While the majority of their work is devoted to making eye-catching and pleasing creations with plants, florists can help you with much more than just finding the right flowers for your next event or party.
In fact, a good floral designer can be a fountain of knowledge. These experts can inform you of the best ways to take care of your plants or how to properly cut the stems of flowers to ensure they last longer in your vase.
The next time you're out buying an arrangement, ask your florist which type of vase to use with which flower and how much water and plant food you should use to prolong the life of your bouquet or potted plant. Even though retail florists don't usually grow the blooms or plants themselves, they do know the best ways to keep your arrangement looking fresh for longer.
Local flower shops or gardening stores used to be the only game in town when it came to selling real or fake floral arrangements until supermarkets and drugstore chains entered the business by offering inexpensive pre-arrangements for holidays and other occasions. However, the number of brick-and-mortar florists is further on the decline as more customers choose to purchase bouquets, wreaths and other greenery online.
Even though one exists in a virtual capacity while the other is located in a physical setting, there aren't too many differences between online and brick-and-mortar flower shops.
Many online stores offer pre-arrangements of flowers you can purchase, as well as the ability to form your own design and decoration.

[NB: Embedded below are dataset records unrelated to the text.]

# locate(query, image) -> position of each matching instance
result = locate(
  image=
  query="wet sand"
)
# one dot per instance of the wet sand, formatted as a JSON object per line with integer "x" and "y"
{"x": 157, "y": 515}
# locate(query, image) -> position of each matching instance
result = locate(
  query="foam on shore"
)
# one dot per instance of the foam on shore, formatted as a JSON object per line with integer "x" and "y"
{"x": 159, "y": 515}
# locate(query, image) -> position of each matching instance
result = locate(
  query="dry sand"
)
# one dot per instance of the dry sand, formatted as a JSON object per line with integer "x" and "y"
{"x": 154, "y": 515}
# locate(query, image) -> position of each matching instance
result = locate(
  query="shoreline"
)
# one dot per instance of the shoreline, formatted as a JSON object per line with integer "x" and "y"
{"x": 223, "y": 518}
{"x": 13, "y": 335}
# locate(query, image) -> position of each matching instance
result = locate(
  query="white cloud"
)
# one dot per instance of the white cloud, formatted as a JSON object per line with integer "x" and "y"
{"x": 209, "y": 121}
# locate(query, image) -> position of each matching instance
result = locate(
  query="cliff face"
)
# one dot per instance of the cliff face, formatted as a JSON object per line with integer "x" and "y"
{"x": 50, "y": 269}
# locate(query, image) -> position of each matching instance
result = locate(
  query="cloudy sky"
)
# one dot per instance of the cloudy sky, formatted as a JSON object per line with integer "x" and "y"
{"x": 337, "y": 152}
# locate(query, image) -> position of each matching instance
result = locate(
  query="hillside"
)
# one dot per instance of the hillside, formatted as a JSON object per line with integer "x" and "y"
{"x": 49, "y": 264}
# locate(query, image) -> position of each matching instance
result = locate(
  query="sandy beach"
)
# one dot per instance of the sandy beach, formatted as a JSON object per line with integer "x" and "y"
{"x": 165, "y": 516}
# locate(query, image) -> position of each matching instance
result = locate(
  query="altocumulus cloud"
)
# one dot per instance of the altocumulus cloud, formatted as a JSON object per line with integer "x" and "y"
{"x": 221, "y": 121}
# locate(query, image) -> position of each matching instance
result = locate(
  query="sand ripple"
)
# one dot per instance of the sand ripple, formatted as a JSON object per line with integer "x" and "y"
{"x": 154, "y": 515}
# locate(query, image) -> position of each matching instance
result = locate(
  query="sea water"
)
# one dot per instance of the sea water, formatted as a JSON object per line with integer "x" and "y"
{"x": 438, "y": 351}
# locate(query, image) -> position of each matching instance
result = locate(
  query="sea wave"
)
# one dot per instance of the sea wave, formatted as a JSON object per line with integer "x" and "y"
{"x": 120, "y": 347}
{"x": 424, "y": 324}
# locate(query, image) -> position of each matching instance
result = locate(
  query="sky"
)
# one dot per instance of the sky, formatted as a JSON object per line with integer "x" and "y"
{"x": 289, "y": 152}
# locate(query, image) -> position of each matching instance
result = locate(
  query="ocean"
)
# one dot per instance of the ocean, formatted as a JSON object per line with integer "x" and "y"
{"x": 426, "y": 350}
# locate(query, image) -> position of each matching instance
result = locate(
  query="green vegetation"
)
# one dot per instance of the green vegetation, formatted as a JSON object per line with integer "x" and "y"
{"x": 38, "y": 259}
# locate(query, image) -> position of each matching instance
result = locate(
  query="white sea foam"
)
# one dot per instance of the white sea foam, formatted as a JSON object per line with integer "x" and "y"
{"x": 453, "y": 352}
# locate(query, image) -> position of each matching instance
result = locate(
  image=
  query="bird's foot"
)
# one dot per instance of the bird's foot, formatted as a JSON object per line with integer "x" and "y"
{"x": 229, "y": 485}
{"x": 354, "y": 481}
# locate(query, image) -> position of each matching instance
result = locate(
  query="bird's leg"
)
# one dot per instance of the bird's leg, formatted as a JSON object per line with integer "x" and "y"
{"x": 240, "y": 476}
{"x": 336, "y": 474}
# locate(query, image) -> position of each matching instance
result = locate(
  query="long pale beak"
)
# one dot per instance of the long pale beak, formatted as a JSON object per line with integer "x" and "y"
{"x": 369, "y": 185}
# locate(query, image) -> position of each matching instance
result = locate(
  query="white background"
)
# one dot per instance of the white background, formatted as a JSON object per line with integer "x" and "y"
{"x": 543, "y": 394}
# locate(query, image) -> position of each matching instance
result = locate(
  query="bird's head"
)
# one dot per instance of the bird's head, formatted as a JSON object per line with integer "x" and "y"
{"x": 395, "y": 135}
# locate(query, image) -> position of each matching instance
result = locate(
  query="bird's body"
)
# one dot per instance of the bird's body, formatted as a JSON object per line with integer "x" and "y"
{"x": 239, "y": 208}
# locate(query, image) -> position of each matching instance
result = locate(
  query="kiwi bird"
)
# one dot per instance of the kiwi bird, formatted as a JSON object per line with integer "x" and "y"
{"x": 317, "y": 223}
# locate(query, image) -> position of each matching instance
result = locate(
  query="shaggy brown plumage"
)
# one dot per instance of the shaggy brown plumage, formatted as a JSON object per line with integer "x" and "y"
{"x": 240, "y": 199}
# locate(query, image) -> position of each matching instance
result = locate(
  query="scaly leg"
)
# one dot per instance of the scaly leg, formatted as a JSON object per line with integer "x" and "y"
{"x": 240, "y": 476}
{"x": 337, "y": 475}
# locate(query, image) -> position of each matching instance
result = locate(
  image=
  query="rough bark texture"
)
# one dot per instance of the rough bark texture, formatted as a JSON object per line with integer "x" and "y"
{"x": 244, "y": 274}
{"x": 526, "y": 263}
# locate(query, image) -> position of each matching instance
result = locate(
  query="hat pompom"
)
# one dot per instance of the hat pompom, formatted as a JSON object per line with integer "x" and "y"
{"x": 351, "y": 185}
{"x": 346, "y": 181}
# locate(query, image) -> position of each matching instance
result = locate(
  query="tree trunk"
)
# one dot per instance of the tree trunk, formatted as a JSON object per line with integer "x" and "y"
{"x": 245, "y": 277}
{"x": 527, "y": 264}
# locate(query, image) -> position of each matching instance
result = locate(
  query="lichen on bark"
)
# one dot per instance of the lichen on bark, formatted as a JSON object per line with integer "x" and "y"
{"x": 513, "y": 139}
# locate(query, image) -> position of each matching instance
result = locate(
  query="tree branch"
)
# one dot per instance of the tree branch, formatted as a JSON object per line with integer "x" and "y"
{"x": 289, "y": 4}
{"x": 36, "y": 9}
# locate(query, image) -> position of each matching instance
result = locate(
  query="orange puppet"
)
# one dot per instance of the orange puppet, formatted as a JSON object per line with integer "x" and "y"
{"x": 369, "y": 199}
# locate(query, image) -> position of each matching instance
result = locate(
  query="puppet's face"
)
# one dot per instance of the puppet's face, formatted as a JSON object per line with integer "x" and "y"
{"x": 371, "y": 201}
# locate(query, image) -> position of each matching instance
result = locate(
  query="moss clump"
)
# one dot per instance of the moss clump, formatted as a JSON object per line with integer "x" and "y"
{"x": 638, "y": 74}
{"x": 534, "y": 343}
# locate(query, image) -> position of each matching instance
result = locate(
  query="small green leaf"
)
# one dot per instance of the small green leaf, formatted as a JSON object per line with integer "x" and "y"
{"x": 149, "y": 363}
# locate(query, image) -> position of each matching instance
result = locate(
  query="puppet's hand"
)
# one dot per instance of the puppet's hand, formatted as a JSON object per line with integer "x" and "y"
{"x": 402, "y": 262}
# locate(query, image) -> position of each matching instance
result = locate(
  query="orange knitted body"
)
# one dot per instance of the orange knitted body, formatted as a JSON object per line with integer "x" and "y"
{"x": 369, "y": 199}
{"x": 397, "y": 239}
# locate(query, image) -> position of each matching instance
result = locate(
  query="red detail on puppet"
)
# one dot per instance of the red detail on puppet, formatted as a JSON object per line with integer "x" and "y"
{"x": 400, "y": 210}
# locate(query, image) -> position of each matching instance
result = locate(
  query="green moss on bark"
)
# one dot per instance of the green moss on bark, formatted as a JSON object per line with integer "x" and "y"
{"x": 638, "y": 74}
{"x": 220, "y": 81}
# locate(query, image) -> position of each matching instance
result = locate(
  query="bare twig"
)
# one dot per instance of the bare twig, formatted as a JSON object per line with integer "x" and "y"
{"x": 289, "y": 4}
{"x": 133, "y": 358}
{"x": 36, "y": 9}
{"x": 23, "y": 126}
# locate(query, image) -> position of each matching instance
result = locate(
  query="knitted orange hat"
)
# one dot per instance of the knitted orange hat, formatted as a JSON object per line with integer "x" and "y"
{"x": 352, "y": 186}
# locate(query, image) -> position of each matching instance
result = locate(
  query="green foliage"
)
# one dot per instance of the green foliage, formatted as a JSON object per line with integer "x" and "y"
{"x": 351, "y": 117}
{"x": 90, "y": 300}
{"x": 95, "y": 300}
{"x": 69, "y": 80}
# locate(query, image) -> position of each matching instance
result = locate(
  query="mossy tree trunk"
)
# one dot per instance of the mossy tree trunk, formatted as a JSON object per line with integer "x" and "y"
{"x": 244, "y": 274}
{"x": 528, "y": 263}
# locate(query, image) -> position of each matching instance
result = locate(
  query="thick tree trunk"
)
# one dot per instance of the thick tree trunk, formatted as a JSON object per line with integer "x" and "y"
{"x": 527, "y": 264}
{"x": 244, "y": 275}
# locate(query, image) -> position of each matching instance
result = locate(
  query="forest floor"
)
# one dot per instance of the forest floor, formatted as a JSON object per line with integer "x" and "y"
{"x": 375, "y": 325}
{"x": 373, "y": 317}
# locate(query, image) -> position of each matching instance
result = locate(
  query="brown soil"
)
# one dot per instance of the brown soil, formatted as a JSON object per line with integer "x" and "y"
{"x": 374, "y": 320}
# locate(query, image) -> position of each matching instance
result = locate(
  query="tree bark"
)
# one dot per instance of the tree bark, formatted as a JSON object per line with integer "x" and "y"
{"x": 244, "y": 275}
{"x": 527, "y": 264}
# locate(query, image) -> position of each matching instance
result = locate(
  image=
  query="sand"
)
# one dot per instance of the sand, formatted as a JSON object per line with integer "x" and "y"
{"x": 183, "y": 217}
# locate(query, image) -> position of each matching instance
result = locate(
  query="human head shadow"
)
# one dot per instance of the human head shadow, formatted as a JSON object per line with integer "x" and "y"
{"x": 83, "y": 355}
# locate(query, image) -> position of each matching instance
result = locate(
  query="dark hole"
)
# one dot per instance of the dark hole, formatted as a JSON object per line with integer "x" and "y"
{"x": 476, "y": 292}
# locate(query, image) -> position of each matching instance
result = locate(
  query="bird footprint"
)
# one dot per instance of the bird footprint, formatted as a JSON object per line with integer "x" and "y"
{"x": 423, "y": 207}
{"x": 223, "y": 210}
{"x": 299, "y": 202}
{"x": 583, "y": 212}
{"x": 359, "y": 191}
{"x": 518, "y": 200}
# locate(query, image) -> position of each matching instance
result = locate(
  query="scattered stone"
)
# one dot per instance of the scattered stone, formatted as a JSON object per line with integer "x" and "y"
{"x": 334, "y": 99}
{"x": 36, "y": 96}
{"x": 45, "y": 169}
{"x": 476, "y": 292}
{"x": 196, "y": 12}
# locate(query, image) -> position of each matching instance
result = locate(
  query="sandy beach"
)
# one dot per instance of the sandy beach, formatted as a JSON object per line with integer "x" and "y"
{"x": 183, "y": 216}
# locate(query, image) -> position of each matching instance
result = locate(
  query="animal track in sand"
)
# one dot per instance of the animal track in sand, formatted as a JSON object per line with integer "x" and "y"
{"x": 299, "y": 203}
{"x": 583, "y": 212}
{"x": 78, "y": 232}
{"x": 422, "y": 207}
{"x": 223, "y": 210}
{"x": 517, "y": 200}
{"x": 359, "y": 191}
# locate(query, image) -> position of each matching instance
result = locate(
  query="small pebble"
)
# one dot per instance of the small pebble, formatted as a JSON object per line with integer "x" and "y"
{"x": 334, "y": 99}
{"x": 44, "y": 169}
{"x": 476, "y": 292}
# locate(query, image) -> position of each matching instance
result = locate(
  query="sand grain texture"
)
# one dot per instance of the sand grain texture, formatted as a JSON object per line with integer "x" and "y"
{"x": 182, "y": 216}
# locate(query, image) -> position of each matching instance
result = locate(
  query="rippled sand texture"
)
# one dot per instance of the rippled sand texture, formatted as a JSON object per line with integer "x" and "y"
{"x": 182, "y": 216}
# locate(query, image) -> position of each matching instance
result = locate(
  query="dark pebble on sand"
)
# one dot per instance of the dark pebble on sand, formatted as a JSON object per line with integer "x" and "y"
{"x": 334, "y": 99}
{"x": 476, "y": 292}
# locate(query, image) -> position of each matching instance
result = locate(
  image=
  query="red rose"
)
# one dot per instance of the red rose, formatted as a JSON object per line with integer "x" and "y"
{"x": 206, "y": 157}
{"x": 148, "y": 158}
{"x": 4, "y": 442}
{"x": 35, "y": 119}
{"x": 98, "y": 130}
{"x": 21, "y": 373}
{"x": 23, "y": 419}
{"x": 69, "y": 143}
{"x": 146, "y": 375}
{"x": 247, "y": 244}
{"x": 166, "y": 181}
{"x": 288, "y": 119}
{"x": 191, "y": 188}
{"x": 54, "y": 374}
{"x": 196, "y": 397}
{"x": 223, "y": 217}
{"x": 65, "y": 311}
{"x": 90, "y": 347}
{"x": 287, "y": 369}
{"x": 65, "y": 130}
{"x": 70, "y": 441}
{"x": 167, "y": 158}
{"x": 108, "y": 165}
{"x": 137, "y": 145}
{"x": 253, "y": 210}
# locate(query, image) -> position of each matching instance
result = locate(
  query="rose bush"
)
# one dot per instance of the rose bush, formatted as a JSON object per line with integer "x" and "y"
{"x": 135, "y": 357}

Online flower shops, in fact, work with wholesale florists near your area to ensure they deliver your order promptly. Since cut flowers don't have a long shelf life, these Internet-based companies essentially take your request and contract it out to a florist in your locale to design it and drop it off at your home or office.
While purchasing flowers online is convenient - you can shop any time of the day without leaving your house - there are a few things the online stores cannot offer patrons. You can't smell the sweet fragrance of tulips or roses in cyberspace and you can't touch the petals or leaves before you buy the plant. Additionally, when you buy a bouquet over the Internet, you're basing your decision on a stock photo of the item instead of the actual one that will arrive at your doorstep.
Not all varieties of roses or violets look the same and an approximation of a flower isn't the same as the specific one you could end up receiving.
This is one advantage physical brick-and-mortar flower shops have over their online competitors. Making the trip to your local florist means you can actually get the chance to stop and smell the roses.